Why does the word rueful have the same root as the french word for street? The origin is apparently middle-english for the former, or so-I-have-read.
I am not sure about the rest of you HU-mans but streets and experiencing a variant on the emotion sadness do not necessarily go together for me.
Anywho, I'd just like the public to know that I have been rickrolled not once, but twice today. That's right, twice in one day. AND the blog in question specifically promised that 99% of its links were not rickrolls. I like the idea of having rickroll disclaimers, even if they do turn out to be false.
As well, I just want to let anyone who may happen across this post know about Kate Beaton. She does probably some of the funniest comics on the inter-wubbz. She should also be given credit because half the time I go and look up the figures she satirizes. As a result I know a lot about random historical figures. Case and point, Charles Babbage. I think the more I know about the figure, the funnier the comic was. Or perhaps it's an inverse relationship?
Also, she is Canadian! Score one for us!
6 comments:
Two points:
1) I leave my browser out of BAD AREAS and have never, ever been rickrolled. Well, the former is false, but the latter is true.
2) Kate Beaton rocks and has been found favourite-worthy.
3) Soon I shall do additional research on this rueful thing.
Frankly, if I were riding a school bus through the cold, dark wee hours of the morning, clutching my peanut-free granola bar and rapidly cooling mug of coffee and trying to find a comfortable position for my travel pillow, whilst avoiding being trampled and/or deafened by the pride of suburban girlhood, I might equate streets with some variant of the emotion sadness.
P.S. I had to ask the inter-wubbz expert was "rickrolling" was. And my browser is NEVER in bad areas.
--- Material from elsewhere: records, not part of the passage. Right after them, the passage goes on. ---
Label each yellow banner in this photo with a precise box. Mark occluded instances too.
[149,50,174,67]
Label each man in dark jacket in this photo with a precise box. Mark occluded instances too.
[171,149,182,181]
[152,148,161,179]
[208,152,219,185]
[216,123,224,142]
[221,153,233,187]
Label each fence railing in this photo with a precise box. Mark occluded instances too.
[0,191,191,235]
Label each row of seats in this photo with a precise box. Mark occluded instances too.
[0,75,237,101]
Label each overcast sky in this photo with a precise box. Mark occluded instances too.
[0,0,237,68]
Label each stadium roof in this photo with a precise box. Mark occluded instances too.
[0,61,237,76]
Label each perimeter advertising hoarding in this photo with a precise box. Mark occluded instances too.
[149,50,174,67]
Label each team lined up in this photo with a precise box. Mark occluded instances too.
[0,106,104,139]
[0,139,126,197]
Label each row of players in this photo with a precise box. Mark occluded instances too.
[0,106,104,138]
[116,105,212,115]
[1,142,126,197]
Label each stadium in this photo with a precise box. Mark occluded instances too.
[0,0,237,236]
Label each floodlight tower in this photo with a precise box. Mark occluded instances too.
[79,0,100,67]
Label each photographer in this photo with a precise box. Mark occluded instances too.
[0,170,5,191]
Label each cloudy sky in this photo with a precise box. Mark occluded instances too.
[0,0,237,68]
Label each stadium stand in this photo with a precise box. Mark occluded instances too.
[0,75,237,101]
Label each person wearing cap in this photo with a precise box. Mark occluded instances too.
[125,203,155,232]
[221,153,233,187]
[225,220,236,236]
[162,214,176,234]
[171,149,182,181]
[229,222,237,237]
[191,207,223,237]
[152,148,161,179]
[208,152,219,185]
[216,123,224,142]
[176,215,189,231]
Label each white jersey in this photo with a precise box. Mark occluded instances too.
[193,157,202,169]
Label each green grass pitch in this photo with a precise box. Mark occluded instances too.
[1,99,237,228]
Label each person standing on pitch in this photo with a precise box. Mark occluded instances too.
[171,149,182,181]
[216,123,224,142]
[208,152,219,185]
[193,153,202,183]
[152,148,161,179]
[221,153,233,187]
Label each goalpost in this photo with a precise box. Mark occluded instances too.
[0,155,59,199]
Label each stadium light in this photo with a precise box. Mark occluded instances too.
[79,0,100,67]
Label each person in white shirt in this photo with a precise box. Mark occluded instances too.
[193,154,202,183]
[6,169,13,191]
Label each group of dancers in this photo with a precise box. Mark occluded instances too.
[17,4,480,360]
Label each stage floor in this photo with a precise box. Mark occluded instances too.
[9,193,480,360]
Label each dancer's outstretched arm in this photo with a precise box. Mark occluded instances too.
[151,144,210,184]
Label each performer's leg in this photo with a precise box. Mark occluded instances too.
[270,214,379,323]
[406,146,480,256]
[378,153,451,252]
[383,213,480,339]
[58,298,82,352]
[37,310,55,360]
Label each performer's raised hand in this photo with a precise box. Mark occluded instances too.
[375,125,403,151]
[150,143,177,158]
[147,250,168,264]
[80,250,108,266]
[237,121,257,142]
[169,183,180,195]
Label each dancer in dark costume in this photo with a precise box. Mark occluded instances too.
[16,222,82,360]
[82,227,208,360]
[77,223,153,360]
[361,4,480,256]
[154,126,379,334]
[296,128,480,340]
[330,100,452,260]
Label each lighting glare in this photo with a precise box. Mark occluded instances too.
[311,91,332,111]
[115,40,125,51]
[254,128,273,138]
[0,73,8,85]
Some preliminary research on "rueful" suggests that its etymology is quite different than the French and is actually related to "ruthless". Since "ruth" was compassion or sorrow in a wistful sense, "ruthful" was to be full of such feelings and "ruthless", of course, to feel none of them whilst completing your evil deeds. The related words are Saxon, Dutch and German "reuen" and the Gaelic "truagh", apparently pronounced without the "t". See "The Gaelic Etymology of the Languages of Western Europe" (Mackay, 1877) at page 374: http://books.google.com/books?id=Hq8VAAAAYAAJ.
The French, on the other hand, seems to come from the Latin "ruga" or "ruta" from which, of course, we get "route". So there you go.
If your parents truly loved you, you wouldn't have to ride the bus. I too, as a child, sniff, had to ride the bus, but I'm a better person for it. These days, I travel on the Clapham omnibus as often as is reasonable.
Another burning question: Does Rick Astley get 'rickrolled'?